Data shared with the New Statesman by the New Economics Foundation think tank shows that, between 2010-11 and 2020-21, there was a £14bn cut to the UK’s benefits system. In 2019, for example, the number of working-age households in receipt of benefits was 24 per cent lower than in 2010. And the amount they receive has fallen too: in 2021, those on unemployment benefit were receiving 12 per cent less than in 2010, when adjusted for inflation.
Another way of tracking how charitable giving has replaced government action is by looking at where charities get their money. This is because charities don’t only spend the money donated to them by the public: they also fulfil a range of services – from healthcare to environmental conservation – on behalf of the government, using government money.
Data shows charities now receive much less money from the government than they did pre-austerity, with private donors picking up much more of the funding slack. In 2007-08, the charitable sector received 36 per cent of its income from the government, according to research by the think tank Pro Bono Economics. By 2017-18, this had fallen to 29 per cent, which shows the decline in financial support from the government has not recovered even years after Cameron left office. New Philanthropy Capital projected that the charitable sector would lose up to £5.1bn – or 40 per cent of state funding – in the initial round of government spending cuts following Cameron’s election.
What we are left with is a picture of hollowed-out government services and funding streams, and charities, ever more reliant on public donations, trying to make up the difference.

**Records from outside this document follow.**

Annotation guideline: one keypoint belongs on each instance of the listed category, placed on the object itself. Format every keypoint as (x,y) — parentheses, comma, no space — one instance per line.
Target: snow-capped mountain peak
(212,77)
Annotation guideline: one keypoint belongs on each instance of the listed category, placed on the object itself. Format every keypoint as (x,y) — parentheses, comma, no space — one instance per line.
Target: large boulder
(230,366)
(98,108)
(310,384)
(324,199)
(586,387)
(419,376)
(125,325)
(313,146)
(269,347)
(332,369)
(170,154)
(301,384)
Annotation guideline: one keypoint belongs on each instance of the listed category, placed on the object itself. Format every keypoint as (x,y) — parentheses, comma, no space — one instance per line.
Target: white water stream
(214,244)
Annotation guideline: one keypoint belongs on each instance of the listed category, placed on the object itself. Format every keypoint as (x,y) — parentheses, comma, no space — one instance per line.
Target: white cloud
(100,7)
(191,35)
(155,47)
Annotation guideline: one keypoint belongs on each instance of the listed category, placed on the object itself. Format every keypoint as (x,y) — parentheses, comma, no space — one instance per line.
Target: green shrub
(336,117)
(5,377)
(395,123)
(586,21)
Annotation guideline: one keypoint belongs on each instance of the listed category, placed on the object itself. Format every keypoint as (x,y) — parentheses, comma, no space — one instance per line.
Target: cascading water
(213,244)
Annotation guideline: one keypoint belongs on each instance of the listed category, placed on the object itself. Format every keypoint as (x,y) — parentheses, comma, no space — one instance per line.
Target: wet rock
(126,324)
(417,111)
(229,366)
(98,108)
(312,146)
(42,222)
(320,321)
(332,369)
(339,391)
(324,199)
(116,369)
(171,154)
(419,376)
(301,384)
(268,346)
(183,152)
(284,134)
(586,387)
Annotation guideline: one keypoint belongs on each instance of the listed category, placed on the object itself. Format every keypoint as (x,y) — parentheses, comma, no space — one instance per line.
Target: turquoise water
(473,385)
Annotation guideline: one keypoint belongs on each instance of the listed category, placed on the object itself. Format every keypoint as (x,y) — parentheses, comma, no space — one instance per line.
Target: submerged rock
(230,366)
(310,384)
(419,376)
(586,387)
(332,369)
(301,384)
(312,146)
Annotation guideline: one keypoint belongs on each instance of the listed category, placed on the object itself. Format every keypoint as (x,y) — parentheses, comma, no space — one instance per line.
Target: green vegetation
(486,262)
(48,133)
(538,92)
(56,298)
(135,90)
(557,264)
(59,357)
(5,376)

The latest economic crises will only make this already troubling situation worse.
“We are looking at energy bills increasing and inflationary pressures at a level where there isn’t really a precedent,” said Latham. “We know that charitable budgets have already been under considerable strain throughout austerity and more recently [in] the pandemic. And now they will be called on to make up for the woeful lack of government action on the cost-of-living crisis.”